Find a good book on SEM and read up.
Actually, this thread reminds me of when I worked in a private analytical chemistry lab 20 years ago.
Every time the phone rang at 12:15, it was some crackpot that was calling to have us figure out how to make some everyday item, which the crackpot could buy for usually less than $20, but the price had gone up $1 or so recently, and they wanted to make it themselves.
Depending on the kind of item they wanted, I would explain that it would take several expensive tests to get just an idea of what the product they wanted to formulate was made from, and that would end up costing from $500 to $1000. And that was just to get us close to the answer. No guarantee that we would have a complete formulation at that point and that it could cost much more than that to get the more complete answer.
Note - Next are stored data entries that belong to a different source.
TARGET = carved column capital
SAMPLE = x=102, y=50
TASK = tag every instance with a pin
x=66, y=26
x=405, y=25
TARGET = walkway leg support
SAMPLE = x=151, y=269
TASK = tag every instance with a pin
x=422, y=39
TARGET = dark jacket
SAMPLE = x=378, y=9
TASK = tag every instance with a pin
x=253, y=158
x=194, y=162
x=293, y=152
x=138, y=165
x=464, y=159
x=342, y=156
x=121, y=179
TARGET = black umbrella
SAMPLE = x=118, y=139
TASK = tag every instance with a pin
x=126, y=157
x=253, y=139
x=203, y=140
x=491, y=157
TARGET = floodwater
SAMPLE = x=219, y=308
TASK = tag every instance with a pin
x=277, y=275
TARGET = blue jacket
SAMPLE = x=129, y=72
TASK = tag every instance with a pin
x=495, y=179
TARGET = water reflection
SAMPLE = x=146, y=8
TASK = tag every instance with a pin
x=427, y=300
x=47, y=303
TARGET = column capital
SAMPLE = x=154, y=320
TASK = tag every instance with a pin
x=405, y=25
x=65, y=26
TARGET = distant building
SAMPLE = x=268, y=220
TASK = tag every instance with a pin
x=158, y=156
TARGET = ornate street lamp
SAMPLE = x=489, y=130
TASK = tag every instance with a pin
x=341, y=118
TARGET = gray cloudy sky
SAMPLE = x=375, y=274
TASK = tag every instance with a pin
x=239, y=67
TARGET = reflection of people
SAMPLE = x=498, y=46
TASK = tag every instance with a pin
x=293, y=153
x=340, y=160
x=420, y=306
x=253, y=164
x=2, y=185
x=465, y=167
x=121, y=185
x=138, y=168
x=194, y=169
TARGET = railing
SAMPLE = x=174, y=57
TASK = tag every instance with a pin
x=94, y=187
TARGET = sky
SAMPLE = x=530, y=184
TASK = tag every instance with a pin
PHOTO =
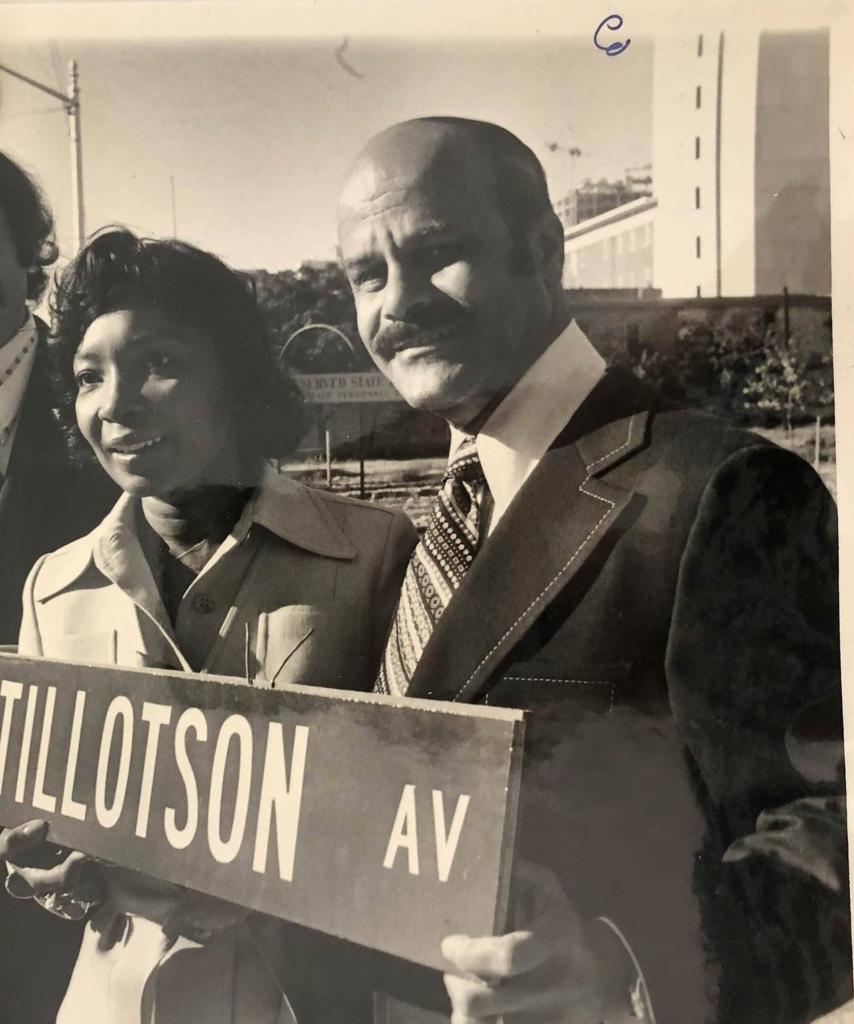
x=258, y=134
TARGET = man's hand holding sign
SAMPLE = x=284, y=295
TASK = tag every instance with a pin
x=273, y=801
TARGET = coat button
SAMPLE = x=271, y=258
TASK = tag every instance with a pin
x=203, y=603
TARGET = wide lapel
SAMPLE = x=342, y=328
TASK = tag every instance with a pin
x=564, y=516
x=119, y=556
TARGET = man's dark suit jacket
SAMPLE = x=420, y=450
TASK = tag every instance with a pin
x=662, y=595
x=44, y=503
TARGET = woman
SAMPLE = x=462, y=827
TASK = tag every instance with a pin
x=208, y=562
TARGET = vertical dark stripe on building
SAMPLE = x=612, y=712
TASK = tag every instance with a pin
x=718, y=116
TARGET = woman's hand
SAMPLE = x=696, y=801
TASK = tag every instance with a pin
x=60, y=880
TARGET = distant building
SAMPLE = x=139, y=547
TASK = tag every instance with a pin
x=613, y=249
x=740, y=170
x=594, y=198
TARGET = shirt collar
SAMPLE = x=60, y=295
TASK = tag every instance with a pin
x=518, y=433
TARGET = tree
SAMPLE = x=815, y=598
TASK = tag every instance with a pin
x=316, y=293
x=741, y=367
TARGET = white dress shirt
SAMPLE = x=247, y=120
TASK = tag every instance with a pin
x=16, y=358
x=510, y=445
x=519, y=431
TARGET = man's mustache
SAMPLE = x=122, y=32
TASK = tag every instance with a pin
x=410, y=334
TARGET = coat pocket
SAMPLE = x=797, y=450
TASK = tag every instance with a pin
x=313, y=645
x=95, y=647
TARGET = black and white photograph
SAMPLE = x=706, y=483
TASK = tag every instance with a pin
x=425, y=448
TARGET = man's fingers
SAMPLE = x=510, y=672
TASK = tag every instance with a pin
x=15, y=841
x=61, y=878
x=495, y=957
x=532, y=995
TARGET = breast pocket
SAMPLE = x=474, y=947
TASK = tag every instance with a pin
x=314, y=645
x=551, y=686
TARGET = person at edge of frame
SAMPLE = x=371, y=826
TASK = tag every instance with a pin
x=210, y=561
x=654, y=585
x=43, y=504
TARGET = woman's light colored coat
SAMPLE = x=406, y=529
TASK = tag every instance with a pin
x=303, y=590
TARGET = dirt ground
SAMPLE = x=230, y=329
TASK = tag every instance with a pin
x=410, y=484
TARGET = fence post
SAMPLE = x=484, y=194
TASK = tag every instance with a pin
x=328, y=445
x=817, y=457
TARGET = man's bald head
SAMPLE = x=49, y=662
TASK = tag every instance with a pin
x=508, y=167
x=455, y=258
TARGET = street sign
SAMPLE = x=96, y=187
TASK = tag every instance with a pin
x=334, y=389
x=385, y=821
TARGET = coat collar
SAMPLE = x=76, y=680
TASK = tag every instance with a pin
x=283, y=506
x=564, y=520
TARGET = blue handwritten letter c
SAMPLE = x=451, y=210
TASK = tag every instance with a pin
x=612, y=22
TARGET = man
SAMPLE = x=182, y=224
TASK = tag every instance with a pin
x=655, y=586
x=44, y=503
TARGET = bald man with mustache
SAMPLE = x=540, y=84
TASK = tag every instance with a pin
x=654, y=585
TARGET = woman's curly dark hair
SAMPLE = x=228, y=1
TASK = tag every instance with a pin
x=118, y=270
x=31, y=224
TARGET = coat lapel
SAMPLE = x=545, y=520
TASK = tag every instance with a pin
x=563, y=517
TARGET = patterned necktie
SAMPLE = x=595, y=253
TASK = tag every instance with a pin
x=436, y=567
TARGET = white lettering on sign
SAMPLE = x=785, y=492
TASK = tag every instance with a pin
x=43, y=801
x=108, y=815
x=10, y=692
x=156, y=716
x=179, y=839
x=403, y=832
x=282, y=799
x=26, y=742
x=235, y=727
x=73, y=808
x=446, y=842
x=335, y=389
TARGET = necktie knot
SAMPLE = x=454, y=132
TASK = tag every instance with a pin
x=465, y=465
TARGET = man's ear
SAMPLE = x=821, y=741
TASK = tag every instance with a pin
x=546, y=241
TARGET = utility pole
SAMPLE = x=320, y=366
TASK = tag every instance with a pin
x=174, y=212
x=71, y=104
x=73, y=111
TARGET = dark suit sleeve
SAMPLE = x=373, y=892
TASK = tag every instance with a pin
x=754, y=681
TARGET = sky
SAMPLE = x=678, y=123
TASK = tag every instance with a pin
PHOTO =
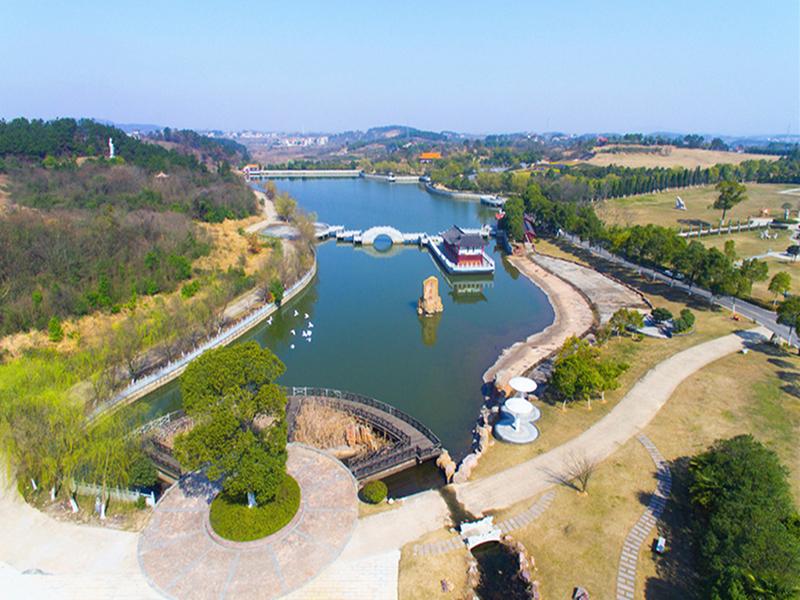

Invariably, they would be shocked that it could even cost that much. They always thought we just poured the sample into some machine, pushed a button, and then we had the answer. I explained to them that they probably had been watching too much Star Trek - Next Generation and that there were actually no machines that could do analyses like that.
So I'd ask them if they wanted to come one in and proceed with the testing and they would always say they would look around and call back. I would then offer the name of one of our competitors and suggest they try checking with them, thinking that the other lab would foolishly take the job and loose money on it because they would underbid the job.
I actually had 3 people that took the offer up, and they were all businesses that needed to replace a product that was no longer being offered by their suppliers. One was a fire-retardant coating that was a mixture of superphosphate fertilizer and latex paint, another was a RV septic tank digesting solution, and the third was a water ski binder lube to get your feet into the bindings more easily. I did the work (which was much, much simpler than trying to figure out who made a photographic emulsion or how it was made) and all 3 times, brought the job in the range we had projected, and they were all happy that we could point them the direction to making a replacement product.
Anyway, I just thought you all might enjoy my anecdotal story.